Por Iván Alatorre Orozco
Cada noche en la vida de la mayoría de las personas transcurre de manera muy similar, pese a las diferencias sutiles, reunirse para cenar en familia, ver alguna película en la televisión y platicar sobre lo que hicimos y no hicimos durante el día son de las cosas que a la mayoría de la gente le gusta hacer.
Desde que tengo uso de memoria, la encargada en organizar las actividades en mi casa era definitivamente mi mamá. Cuando mi hermano, mi hermana y yo éramos niños, su voz era lo primero que escuchábamos, abría de golpe las cortinas y cada amanecer se subía a nuestra cama como un gato de luz que, amoroso, lo iluminaba y daba sentido a todo.

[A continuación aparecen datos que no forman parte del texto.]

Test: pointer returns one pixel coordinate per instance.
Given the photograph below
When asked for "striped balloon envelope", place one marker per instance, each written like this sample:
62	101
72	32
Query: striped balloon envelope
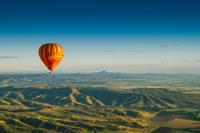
51	55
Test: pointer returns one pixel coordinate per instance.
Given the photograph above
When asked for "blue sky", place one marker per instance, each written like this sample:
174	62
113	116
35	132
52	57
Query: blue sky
123	35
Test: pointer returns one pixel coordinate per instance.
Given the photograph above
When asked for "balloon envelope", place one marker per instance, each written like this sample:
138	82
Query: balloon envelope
51	55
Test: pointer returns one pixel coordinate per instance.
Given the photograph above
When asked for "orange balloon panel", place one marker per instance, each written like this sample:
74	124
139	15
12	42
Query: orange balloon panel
51	54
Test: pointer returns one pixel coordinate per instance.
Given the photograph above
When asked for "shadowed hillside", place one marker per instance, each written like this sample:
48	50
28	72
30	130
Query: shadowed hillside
28	105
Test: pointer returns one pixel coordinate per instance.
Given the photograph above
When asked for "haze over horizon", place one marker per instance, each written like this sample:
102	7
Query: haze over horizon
119	36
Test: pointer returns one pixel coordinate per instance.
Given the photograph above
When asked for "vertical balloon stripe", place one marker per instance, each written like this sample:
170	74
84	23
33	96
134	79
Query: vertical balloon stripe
44	55
54	51
49	48
59	50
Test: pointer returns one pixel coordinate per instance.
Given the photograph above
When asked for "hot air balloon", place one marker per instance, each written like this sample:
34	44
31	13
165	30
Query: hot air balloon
51	55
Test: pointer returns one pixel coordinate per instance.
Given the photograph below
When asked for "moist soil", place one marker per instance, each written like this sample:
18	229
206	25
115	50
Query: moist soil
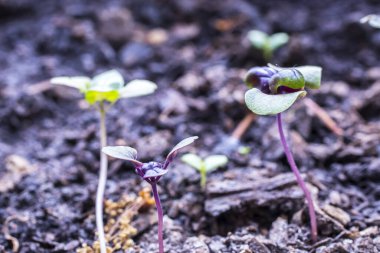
197	52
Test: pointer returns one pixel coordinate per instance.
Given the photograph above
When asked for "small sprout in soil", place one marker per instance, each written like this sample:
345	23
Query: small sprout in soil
103	91
267	43
372	19
274	90
151	172
206	165
244	150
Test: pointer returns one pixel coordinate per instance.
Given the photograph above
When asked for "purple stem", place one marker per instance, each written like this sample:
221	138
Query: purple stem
160	218
300	181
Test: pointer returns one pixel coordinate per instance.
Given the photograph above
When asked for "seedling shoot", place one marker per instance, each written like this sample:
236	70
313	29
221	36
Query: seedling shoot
151	172
274	91
102	92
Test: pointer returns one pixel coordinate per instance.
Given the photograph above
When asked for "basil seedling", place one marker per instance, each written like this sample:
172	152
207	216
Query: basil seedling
267	43
206	165
103	91
151	172
274	90
372	19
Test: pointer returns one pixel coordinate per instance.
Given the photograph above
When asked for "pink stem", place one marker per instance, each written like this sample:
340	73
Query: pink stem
160	218
300	181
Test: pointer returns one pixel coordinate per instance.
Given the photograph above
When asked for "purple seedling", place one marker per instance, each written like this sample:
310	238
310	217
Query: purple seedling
102	92
275	90
151	172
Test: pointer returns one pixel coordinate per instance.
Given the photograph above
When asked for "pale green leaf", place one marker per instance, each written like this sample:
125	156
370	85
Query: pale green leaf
277	40
372	19
137	88
312	76
215	161
122	152
93	96
258	38
108	81
79	82
264	104
192	160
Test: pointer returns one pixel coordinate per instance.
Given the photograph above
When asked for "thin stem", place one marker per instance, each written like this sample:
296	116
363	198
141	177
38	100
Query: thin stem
203	177
160	217
300	181
102	180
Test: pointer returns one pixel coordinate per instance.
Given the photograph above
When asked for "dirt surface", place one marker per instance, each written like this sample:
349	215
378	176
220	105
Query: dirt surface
197	52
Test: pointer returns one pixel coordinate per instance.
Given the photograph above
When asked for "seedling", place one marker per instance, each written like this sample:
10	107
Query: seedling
372	19
267	43
206	165
151	172
274	90
103	91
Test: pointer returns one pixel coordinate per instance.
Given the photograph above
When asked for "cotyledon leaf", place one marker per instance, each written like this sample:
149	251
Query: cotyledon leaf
80	82
264	104
122	152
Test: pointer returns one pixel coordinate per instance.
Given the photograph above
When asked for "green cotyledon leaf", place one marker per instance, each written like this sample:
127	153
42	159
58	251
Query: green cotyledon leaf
193	160
311	74
264	104
93	96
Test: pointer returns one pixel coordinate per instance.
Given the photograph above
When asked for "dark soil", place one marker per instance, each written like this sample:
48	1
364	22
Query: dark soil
197	52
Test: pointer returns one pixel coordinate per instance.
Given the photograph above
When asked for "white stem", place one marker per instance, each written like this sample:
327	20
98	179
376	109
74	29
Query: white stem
102	181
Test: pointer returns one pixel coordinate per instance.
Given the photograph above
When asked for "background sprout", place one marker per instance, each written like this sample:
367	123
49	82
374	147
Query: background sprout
276	90
206	165
267	43
105	88
151	172
372	19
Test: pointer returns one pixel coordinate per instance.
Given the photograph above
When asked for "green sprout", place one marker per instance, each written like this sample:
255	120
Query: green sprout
206	165
102	92
267	43
372	19
274	91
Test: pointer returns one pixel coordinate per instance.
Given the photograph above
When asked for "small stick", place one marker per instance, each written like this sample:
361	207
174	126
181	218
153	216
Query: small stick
323	116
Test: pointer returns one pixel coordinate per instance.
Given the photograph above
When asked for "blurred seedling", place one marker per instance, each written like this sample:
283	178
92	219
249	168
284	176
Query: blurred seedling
151	172
274	91
266	43
120	214
372	19
204	166
102	92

Mamá tenía los ojos azules, pero no cualquier azul, eran de un azul, ¿cómo los podría definir?, eran de un azul profundo color ternura, parecían brillar como si dentro de ellos existiera una constelación de estrellas que podían proyectar sin ningún problema todo el amor que tenían dentro. Su cabellera era larga y colorada, cuando sonreía cualquier problema que yo tuviese desaparecía. Ella era tan joven que cuando jugábamos juntas, más que mi mamá, parecía mi compañera de juegos.
Una noche lluviosa de junio, después de luchar durante más de dos años, perdió la batalla contra una enfermedad extraña que los médicos nunca supieron descifrar, antes de partir, como era su costumbre, nos dejó a cada uno de nosotros un listado de tareas a seguir.
Dentro de un sobre color púrpura había una hoja que nos pidió que firmáramos frente a ella donde enumeraba punto por punto las actividades principales que debíamos realizar desde el día siguiente con el título escrito con mayúsculas, subrayado y con comillas que decía: “PROMESA DE VIDA PARA SER FELIZ”.
En la medida de lo posible, cada uno de nosotros hemos cumplido con la tarea que nos pidió mamá. Ahora mis hermanos y yo somos adultos, quince años han pasado desde que ella partió y pese a que mi profesión como artista me llevó a mudarme fuera del país, no hay un solo día que no recuerde sus ojos azules.
Cuando cierro los ojos, aún puedo escuchar su voz cuando me leía un cuento durante las noches, acostada junto a mi almohada, y yo haciéndome la dormida hasta que escuchaba de sus labios: “te amo Sofía, prométeme que siempre harás lo posible por sé feliz”, acompañado de un beso sobre mi frente.
Dicen que nos transformamos en aquello que nuestros seres queridos nos musitan al oído antes de dormir, yo estoy segura que es así porque instantes antes de dormir, como si fuera el viento quien me hablara, escuchaba la dulce voz de mi madre que me decía que yo siempre sería su princesa. No tengo sangre azul o pertenezco a ninguna línea de la realza, pero hasta el día en que me muera me sentiré esa princesa de la cual la más hermosa de las reinas estaba orgullosa.
Podía conectarme con ella de mil formas posibles, sentir su mano que recorría mi cabeza, inventar canciones sin sentido y gritarlas a todo pulmón, comer chocolate y ensuciarnos juntas, admirar su sonrisa que me llenaba de paz y regocijarme con su mirada que me transportaba a ese paraíso que solo nosotras entendíamos y podíamos acceder.
Mamá solía decir que la reina de todas las noches era la noche de navidad, con ella tenemos la oportunidad de recordarnos que somos mucho más que solo nosotros mismos al llenar sin prisas nuestros corazones de alegría.
Cada navidad sigue siendo tan plena como cuando éramos niños, pese a que el camino de reencuentro sea largo, las experiencias siguen siendo intensas, las fantasías permanentes, las energías suficientes y el amor infinito.